Die Wörter sind leider nicht eindeutig, deswegen erklärte ich in Klammern, wie die Umgangssprache in meinem Beitrag zu verstehen ist (die allerdings ist nicht von mir selbst definiert, sondern meist so gebräuchlich). Man könnte es auch schematisch darstellen:
Mundart/Dialekt -> Alltagssprache/Umgangssprache -> Hochsprache/Standardsprache/Schriftsprache

Hochdeutsch spricht eigentlich niemand, gleich ob man ihn an der Aussprache, an der Grammatik oder dem Wortschatz mißt. Man kann es also bei der Schriftsprache anstreben, während die gesprochene Sprache meines Erachtens in Schulen vor allem Umgangssprache und eben gerade nicht Mundart sein sollte. Daher rückte ich die Sprache, die verwendet werden sollte, näher an die Hochsprache heran, indem ich auch von gehobener Sprache schrieb.

Daß man in der deutschen Sprache so schreibt wie man spricht, stimmt ja ohnehin nur grob, und nähme man sogar die Aussprache zum Maßstab, die quasi als Norm für das Hochdeutsche gilt, würden ohne weitere Erklärung bei einfachen Wörtern wie Honig oder König falsche Schreibungen sie Honich oder Könich entstehen.
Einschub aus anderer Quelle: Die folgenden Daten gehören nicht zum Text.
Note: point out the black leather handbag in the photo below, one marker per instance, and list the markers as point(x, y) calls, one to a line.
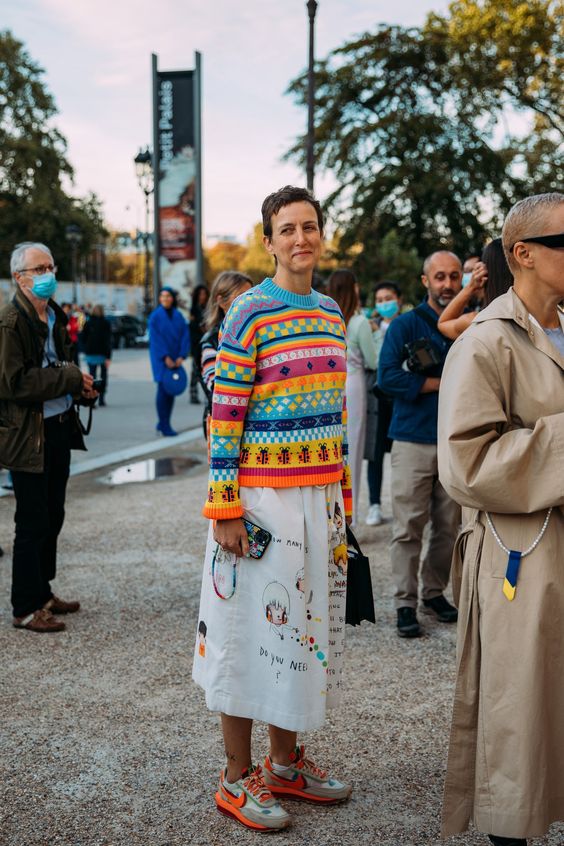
point(360, 600)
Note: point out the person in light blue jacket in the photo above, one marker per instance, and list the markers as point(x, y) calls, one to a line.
point(169, 344)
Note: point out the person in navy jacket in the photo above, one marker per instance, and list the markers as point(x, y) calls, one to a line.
point(169, 344)
point(417, 494)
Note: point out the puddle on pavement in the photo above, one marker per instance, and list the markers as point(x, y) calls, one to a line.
point(150, 470)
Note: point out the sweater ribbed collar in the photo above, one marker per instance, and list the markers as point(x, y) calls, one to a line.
point(307, 301)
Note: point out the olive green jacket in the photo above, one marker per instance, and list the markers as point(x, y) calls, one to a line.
point(25, 384)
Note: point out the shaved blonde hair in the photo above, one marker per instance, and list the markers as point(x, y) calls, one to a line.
point(527, 219)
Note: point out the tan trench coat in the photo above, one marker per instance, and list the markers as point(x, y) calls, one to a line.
point(501, 450)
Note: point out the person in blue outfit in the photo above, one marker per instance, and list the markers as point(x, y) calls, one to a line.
point(169, 343)
point(409, 371)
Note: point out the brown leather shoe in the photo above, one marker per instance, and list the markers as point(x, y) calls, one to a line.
point(40, 621)
point(59, 606)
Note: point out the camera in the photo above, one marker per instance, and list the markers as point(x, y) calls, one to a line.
point(421, 355)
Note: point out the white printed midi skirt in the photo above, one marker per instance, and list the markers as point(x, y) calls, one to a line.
point(273, 650)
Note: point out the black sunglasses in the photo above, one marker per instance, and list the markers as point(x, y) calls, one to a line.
point(553, 242)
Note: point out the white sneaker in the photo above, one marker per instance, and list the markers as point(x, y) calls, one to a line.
point(374, 516)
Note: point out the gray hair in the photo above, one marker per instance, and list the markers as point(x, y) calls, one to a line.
point(17, 259)
point(527, 219)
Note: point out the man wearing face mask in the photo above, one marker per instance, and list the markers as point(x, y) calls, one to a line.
point(38, 428)
point(379, 408)
point(410, 368)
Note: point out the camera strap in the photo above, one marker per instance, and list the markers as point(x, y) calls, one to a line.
point(424, 314)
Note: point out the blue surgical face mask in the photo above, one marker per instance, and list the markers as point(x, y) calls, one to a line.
point(387, 309)
point(44, 286)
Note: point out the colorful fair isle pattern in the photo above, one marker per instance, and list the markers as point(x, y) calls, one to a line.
point(278, 416)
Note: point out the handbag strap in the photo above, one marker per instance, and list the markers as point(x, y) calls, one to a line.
point(352, 541)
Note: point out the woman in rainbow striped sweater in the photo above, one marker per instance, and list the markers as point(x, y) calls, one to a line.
point(272, 647)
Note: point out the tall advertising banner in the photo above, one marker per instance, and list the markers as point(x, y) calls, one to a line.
point(177, 179)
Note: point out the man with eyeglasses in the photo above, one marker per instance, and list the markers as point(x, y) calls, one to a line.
point(501, 455)
point(38, 428)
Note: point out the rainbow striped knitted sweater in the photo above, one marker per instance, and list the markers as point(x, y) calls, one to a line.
point(278, 415)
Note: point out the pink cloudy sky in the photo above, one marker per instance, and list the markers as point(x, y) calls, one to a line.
point(96, 54)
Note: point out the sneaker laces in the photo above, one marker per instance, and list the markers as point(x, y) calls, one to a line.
point(254, 784)
point(303, 763)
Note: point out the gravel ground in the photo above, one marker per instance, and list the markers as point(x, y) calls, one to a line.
point(106, 741)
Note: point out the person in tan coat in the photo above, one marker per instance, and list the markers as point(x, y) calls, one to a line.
point(501, 456)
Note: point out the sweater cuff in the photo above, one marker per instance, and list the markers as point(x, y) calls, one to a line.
point(223, 502)
point(346, 488)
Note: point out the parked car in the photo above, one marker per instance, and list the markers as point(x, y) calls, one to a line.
point(125, 329)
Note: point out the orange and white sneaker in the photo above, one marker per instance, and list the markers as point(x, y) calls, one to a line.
point(250, 802)
point(302, 779)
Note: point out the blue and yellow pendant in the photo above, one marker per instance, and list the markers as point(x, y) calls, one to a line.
point(511, 574)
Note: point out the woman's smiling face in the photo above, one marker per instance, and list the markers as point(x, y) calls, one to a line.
point(296, 238)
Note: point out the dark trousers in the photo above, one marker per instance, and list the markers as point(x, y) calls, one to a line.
point(165, 403)
point(93, 368)
point(383, 445)
point(39, 517)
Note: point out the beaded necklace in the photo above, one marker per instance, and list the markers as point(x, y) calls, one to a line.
point(514, 560)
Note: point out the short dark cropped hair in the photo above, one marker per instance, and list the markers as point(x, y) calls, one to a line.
point(388, 285)
point(284, 197)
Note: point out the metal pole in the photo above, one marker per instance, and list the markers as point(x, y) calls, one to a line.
point(199, 186)
point(310, 162)
point(74, 273)
point(156, 163)
point(147, 296)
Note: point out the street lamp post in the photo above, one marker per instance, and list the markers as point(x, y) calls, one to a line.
point(73, 234)
point(144, 171)
point(311, 10)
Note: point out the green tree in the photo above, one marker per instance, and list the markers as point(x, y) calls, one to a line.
point(256, 263)
point(507, 52)
point(223, 256)
point(33, 203)
point(415, 143)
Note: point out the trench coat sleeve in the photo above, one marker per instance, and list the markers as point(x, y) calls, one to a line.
point(485, 462)
point(27, 386)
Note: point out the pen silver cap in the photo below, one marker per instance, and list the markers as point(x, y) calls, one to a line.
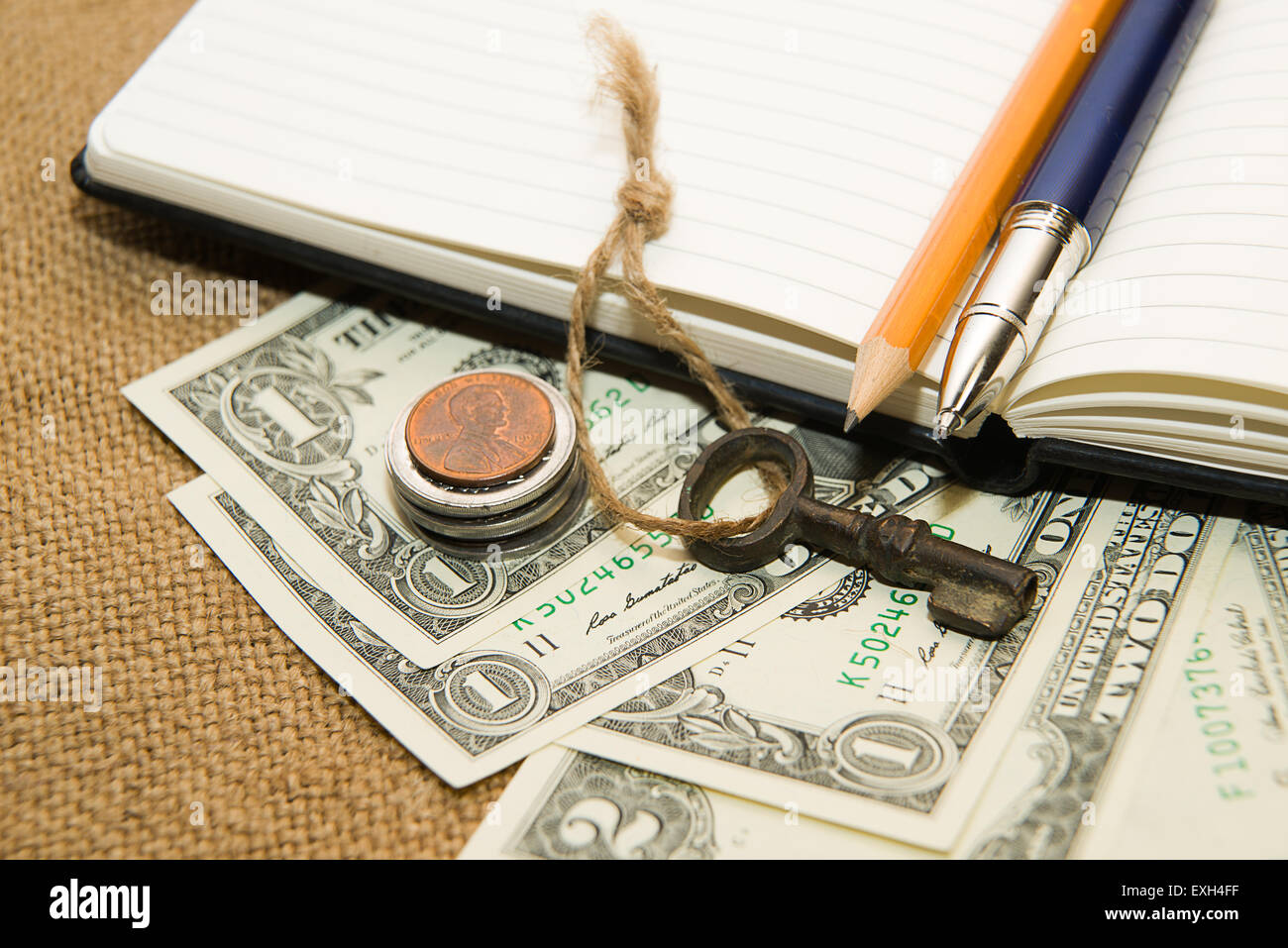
point(1039, 248)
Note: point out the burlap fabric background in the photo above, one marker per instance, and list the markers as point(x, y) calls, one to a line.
point(205, 700)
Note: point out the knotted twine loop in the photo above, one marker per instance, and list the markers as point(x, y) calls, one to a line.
point(644, 213)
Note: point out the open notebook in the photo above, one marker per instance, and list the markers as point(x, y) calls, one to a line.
point(810, 146)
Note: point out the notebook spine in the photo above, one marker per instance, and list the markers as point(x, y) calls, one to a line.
point(996, 460)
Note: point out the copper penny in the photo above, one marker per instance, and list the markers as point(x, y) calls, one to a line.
point(481, 429)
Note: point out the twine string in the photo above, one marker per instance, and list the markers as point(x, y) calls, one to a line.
point(643, 214)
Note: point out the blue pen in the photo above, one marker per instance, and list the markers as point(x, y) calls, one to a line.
point(1061, 211)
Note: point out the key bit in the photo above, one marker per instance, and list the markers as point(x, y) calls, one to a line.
point(970, 591)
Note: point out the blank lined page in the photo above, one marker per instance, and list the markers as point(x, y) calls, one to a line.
point(1192, 277)
point(810, 143)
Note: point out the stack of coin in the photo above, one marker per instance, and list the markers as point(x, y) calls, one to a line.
point(485, 462)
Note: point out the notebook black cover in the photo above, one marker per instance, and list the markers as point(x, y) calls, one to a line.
point(996, 460)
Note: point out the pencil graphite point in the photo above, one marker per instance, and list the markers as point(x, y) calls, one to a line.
point(879, 369)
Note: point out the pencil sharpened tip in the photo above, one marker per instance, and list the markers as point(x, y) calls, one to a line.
point(945, 424)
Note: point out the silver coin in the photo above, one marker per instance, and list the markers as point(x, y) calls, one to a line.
point(456, 501)
point(519, 544)
point(501, 524)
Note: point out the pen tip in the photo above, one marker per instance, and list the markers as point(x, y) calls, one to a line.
point(945, 424)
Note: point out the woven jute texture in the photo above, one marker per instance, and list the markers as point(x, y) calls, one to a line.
point(205, 700)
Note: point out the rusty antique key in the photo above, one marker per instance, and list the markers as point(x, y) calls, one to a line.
point(970, 591)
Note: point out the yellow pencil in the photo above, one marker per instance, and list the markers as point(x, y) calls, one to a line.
point(925, 291)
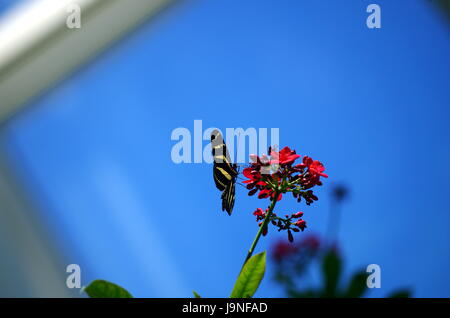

Ich denke, daß es keine Probleme gibt, wenn diese Faustregel wie gehabt von Kindern auf die Umgangssprache angewandt wird, außer eben denen, die es auch bisher gab: weg (weck), gehen (gehn), Sarg (Sag), haben (habn) und so fort. Eigentlich war das aber in Schulen nie ein Problem; bei einigen muß man es lernen, bei anderen hilft eine saubere Aussprache – und vor allem viel Lesen und Schreiben, was ja ohnehin erst dazu führen kann, daß man ein Wort an seinem Schriftbild erkennt und nicht erst mühselig Buchstabe für Buchstabe entziffern oder zusammensetzen muß.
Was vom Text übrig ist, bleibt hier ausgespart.